Published on MediaPost, 13 January 2023
“We always overestimate the change that will occur in the next two years, and underestimate the change that will occur in the next ten.” -Bill Gates
The first deepfakes started emerging at the beginning of 2018. Naturally, because, well, the Internet, the breeding ground was porn: namely, videos with the faces of Gal Gadot, Scarlett Johansson and Taylor Swift superimposed onto the bodies of porn stars.
The videos were shared to Reddit by a user called deepfakes (hence the name of the genre). The website banned them by February.
In April that year, Buzzfeed made a deepfake of Obama, voiced by Jordan Peele. “We’re entering an era in which our enemies can make it look like anyone is saying anything,” said Obamapeele. “This is a dangerous time. Moving forward, we need to be more vigilant with what we trust from the Internet.”
But deepfakes did not overwhelm the Web in 2018.
Over a seven-month period in 2019, the number of deepfake videos online almost doubled to 14,678, per then-startup Deeptrace Labs.
Doubling is scary. But 14,678 is still a tiny number in Internet terms. So, no, deepfakes did not overwhelm the Web in 2019.
Writing in MIT Technology Review, Karen Hao and Will Douglas Heaven decided that 2020 was the year that deepfakes went mainstream, citing their use in whistleblower shielding, an alternative history of the 1969 Apollo moon landing, sports ads and political campaigns.
And yet deepfakes did not overwhelm the Web in 2020.

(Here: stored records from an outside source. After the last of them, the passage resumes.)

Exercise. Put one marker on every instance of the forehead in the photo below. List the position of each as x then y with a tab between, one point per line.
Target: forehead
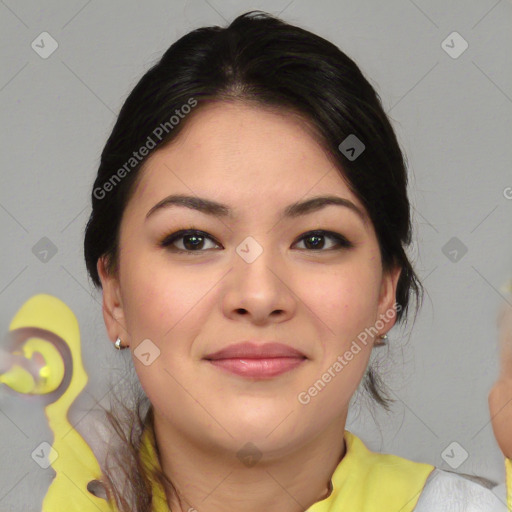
243	155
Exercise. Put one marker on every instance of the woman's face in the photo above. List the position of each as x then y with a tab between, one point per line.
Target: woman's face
252	276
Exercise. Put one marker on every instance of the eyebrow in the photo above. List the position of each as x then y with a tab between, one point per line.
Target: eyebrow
219	210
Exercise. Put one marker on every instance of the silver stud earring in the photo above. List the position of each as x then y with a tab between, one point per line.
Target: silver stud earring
383	339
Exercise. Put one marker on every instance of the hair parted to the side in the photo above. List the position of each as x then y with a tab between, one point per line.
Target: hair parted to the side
259	59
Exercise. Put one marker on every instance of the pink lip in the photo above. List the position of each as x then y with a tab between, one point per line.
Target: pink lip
251	350
257	361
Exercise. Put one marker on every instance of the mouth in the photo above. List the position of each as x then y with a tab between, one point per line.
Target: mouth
257	361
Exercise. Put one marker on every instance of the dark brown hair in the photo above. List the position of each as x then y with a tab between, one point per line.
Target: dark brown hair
260	59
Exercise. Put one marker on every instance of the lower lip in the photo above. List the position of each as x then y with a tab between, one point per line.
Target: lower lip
258	368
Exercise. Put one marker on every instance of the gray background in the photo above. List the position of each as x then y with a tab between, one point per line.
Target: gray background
453	119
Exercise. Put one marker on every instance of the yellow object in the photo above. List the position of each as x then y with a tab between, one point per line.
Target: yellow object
364	481
72	459
19	379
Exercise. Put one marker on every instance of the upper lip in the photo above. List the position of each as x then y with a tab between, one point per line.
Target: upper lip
255	351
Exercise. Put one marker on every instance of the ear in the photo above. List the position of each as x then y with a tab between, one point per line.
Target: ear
113	313
387	298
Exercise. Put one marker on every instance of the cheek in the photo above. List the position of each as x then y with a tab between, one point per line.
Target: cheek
345	300
160	299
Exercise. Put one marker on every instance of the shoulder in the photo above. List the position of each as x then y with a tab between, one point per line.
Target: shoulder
445	491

By the following year, VFX artist Chris Umé was making uncannily accurate deepfakes of Tom Cruise.
Even so, deepfakes did not overwhelm the Web in 2021.
In 2022, Umé and his business partner Tom Graham took it a step further, delivering a live deepfake performance on “America’s Got Talent,” where Daniel Emmet was transformed into a young Simon Cowell to perform “You’re The Inspiration.”

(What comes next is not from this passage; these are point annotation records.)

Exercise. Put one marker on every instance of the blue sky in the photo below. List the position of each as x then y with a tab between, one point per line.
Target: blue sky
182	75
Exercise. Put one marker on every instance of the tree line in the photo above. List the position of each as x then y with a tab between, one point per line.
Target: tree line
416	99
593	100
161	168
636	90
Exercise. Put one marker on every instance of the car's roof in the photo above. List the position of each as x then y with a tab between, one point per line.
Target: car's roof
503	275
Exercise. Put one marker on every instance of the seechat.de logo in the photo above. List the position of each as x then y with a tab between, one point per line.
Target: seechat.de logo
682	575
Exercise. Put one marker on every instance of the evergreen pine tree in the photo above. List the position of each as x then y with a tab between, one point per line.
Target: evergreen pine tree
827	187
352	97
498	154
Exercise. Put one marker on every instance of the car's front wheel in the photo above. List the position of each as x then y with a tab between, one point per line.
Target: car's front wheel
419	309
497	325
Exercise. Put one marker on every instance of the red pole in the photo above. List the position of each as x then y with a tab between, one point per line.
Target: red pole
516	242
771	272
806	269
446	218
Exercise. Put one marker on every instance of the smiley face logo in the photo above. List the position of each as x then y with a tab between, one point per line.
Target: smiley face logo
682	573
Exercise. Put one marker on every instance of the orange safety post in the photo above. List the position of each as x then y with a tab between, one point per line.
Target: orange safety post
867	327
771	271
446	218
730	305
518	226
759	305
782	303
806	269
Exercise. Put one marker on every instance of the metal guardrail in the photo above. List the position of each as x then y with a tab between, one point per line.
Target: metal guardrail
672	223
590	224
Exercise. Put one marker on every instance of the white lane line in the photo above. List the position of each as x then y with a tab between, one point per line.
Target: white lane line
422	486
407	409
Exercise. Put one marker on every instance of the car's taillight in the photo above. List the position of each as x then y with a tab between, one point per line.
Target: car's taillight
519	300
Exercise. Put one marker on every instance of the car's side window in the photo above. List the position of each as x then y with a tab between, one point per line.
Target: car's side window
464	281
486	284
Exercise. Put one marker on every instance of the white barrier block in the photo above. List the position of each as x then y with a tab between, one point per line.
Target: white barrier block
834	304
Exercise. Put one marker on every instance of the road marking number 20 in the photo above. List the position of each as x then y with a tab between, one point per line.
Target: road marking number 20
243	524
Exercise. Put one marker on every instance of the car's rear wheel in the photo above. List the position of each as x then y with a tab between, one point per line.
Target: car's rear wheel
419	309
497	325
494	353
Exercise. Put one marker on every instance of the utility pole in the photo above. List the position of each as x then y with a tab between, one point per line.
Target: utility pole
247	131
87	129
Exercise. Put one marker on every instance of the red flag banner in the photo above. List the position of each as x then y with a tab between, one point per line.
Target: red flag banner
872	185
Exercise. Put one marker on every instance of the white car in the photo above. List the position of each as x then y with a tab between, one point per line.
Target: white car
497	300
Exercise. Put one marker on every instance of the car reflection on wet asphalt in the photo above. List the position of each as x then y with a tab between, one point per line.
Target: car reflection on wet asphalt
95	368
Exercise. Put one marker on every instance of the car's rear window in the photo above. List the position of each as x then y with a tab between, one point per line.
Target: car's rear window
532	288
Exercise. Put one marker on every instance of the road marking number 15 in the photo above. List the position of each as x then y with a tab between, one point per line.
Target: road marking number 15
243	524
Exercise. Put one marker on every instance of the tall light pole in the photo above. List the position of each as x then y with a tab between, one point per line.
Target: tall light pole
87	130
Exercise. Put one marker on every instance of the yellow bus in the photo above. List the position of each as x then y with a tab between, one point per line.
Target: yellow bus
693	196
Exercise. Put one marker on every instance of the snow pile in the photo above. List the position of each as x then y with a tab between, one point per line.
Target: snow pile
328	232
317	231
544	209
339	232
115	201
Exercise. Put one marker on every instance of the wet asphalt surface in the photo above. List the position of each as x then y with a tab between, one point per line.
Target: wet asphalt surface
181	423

But deepfakes did not overwhelm the Web in 2022. In fact, they were still so niche that the ability to create one got Umé and Graham four yeses from the “AGT” judges. Sofia Vergara gushed, “I cannot even imagine the amount of work to be able to create something so perfect.”
Early in the deepfake era, at the end of 2019, Oscar Schwartz wrote in The Guardian that deepfakes are “where truth goes to die.” Around the same time, in a piece called “Jim Acosta, Deepfakes — And The Death Of Truth,” I warned that the fakes were going to spread: “It’s a cat-and-mouse game that will only get worse. And the advantage is fully with the fakes. You don’t need a perfect fake video to spread a rumor, sow distrust, feed people’s fears and biases, or undermine attempts at common ground.”
But here we are, 2023, and deepfakes have not overwhelmed the Web. Gee, Kaila, that was a shitty prediction.
Maybe, maybe not. Maybe it was just an early prediction.
Because here’s where we’re at now: a world in which you can use text to generate any kind of still image you like, instantly, with tools like Dall-E, Stable Diffusion and MidJourney.
A world in which you can generate personalized speech from a three-second sample of someone’s voice.
A world in which you will soon be able to create video from a natural-language text prompt.
Umé and Graham got four yeses because what they did was hard. But it’s about to be easy and instant for anyone, no artistic or technical skill necessary.
And when that happens, whether it’s this year or next or the following, the volume of fakery will overwhelm the Web.
And when that happens, you tell me: Will truth be alive or dead?